After Welfare Reform, the Poorest Families Had More Trouble Paying Bills
We have noted evidence of a disturbing trend: growth in the number and percentage of Americans living on less than $2 a day — a type of extreme poverty that, until now, has been associated only with poor nations.
The University of Michigan’s Luke Shaefer, one of the authors of the study that broke the news, has more to report. He and the University of Chicago’s Marci Ybarra, his co-author, find signs of growing material hardship among families whose incomes fall below half of the poverty line.

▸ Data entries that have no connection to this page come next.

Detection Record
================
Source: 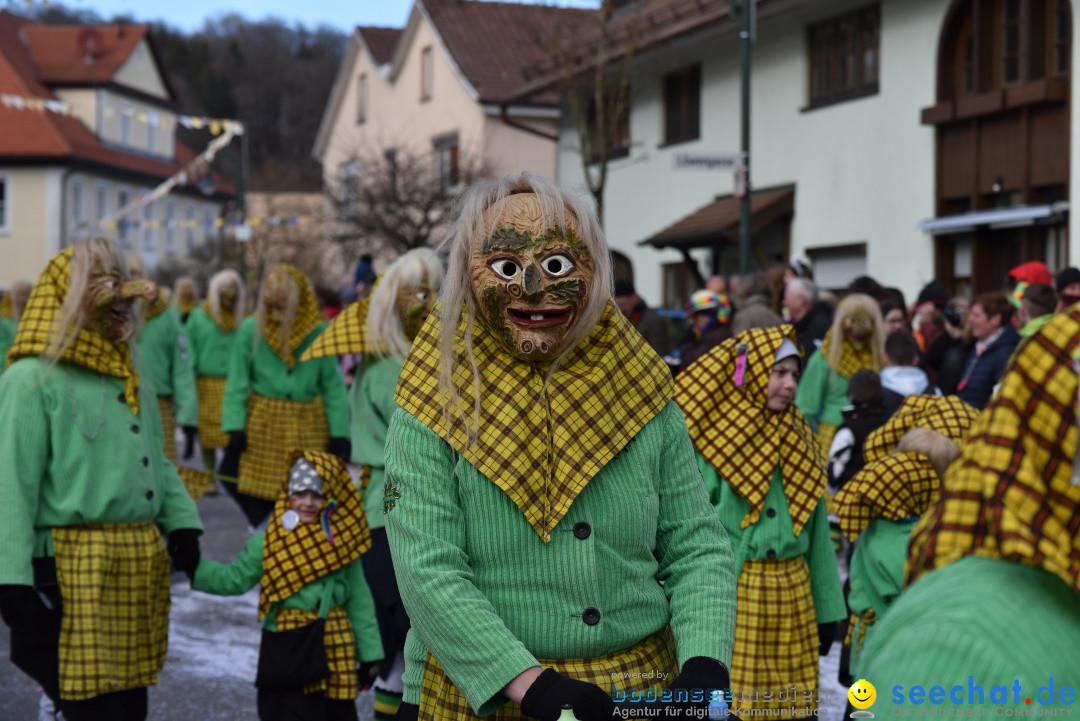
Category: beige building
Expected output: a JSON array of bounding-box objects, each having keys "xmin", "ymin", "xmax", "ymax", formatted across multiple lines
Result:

The new study, which looked at households with children from 1992 through 2005, notes a widening gap in well-being among low-income families after the national welfare overhaul of the mid-1990s. The authors found:
[S]uggestive evidence that material hardship — in the form of difficulty meeting essential household expenses, and falling behind on utilities costs — has generally increased among the deeply poor but has remained roughly the same for the middle group (50-99 percent of poverty), and decreased among the near poor (100-150 percent of poverty).

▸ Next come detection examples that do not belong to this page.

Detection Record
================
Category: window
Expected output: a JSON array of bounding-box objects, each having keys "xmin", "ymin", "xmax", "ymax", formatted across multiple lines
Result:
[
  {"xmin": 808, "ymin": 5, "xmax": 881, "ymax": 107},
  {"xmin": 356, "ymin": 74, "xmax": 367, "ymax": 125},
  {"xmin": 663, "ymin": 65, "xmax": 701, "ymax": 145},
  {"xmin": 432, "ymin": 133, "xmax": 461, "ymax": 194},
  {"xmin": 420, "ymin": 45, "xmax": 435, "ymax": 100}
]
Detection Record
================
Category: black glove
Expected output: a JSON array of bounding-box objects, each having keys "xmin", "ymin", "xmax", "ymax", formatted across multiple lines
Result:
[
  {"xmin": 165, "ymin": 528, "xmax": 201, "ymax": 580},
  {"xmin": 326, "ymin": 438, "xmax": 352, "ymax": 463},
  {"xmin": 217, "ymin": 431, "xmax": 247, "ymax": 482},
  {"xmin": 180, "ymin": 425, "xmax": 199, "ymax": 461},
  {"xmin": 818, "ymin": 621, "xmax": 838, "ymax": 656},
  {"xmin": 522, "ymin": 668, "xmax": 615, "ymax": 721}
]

Not surprisingly, these hardships appear to be sensitive to business cycles. Hardship rates among the deeply poor improved, for example, from 1992 to 1995, when the economy was growing. But they worsened sharply from 2003 to 2005 — perhaps due to delayed effects of the 2001 recession compounded by the weakened safety net, the authors suggest.
Shaefer and Ybarra say their findings support their hypothesis that “the well-being of the deeply poor decreased substantially following the first economic slowdown after the 1990s welfare reforms. In contrast, the well-being of the near poor improved through 2005.” They caution that studies that consider the poor as a single group may miss these diverging effects of welfare reform.
These conclusions make sense because “welfare reform,” in a broad sense, was not just one policy but many. In general, working families received more help after the mid-1990s than before — for example, in the form of higher Earned Income Tax Credits or child care assistance. Yet, families who lost jobs or could not find steady work generally fared worse — they lost access to cash assistance and often could not qualify for the new work-based tax credits and other work supports.
The study adds to the evidence that economic vulnerability at the very bottom of the economic ladder has grown since the federal government weakened the safety net in the 1990s.